Syrian government defiantly dismisses talk that the West could influence the Iran-Syria pact, boasts it will become 'more powerful.'

Arutz Sheva Staff ,

Syria's Foreign Minister Walid Muallem
Syria's Foreign Minister Walid Muallem

An international agreement on Iran's nuclear program will not alter Tehran's staunch support for the Syrian government and may even strengthen Damascus, Syria's foreign minister said Friday.

Speaking at a conference in Damascus on "confronting terrorism," Walid Muallem said those who hoped to persuade Iran to abandon Syria's government would be disappointed, according to AFP

"There is a lot of talk about the Iranian nuclear agreement and its impact on the Syrian crisis," he said.

"There are those, led by the United States, who think that this agreement will enable the West to influence Iran's positions on the Syrian crisis," Muallem added, dismissing that as "delusional."

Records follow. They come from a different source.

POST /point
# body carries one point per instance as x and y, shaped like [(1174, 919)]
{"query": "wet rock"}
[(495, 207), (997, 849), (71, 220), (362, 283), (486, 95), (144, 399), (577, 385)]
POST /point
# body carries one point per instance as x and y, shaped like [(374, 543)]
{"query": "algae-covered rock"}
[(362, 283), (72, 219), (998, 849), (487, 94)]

"Iran's attitudes on the crisis in Syria have not changed," the minister said.

Tehran "provided all kinds of support to the Syrian people in their struggle against terrorism before the nuclear deal, and during it, and will
continue to do so after it."

In fact, he said, the agreement could end up strengthening Syria.

"Iran has entered the world stage through the widest doors, and the more powerful our ally is, the more powerful we are."

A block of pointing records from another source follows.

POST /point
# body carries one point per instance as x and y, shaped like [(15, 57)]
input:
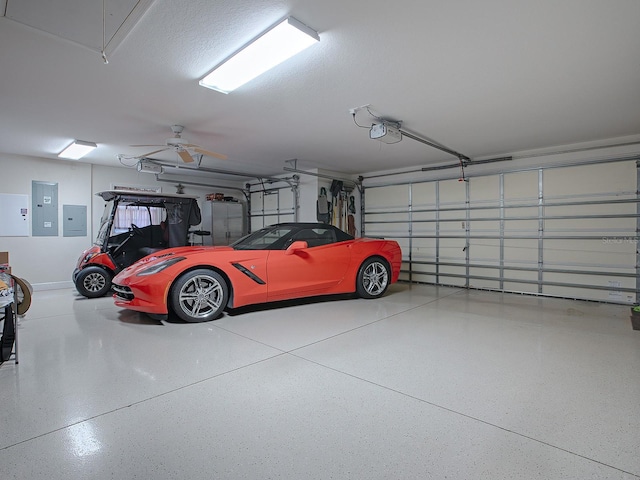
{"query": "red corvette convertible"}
[(280, 262)]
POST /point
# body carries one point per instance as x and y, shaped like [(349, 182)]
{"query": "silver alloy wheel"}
[(94, 282), (200, 296), (375, 278)]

Syria's remarks surface just as US President Barack Obama admitted in a BBC interview on Friday that the deal gives billions of dollars to Iran's terror network. 

"Iran has shown itself to be willing, even in the midst of real hardship, to fund what they consider to be strategy priorities," he said, after denying that the money is actually the cause of regional terror. 

Rep. Adam Schiff (D - California) added Thursday that Iran is due to get some $56 billion from the deal, and that Iran will "absolutely" have more money to fund terrorism if the deal passes. 

"Iran has proven very cost-effective in terms of supporting Hezbollah," he said. "They have been able to stretch a few dollars a long way, they'll have a lot more dollars."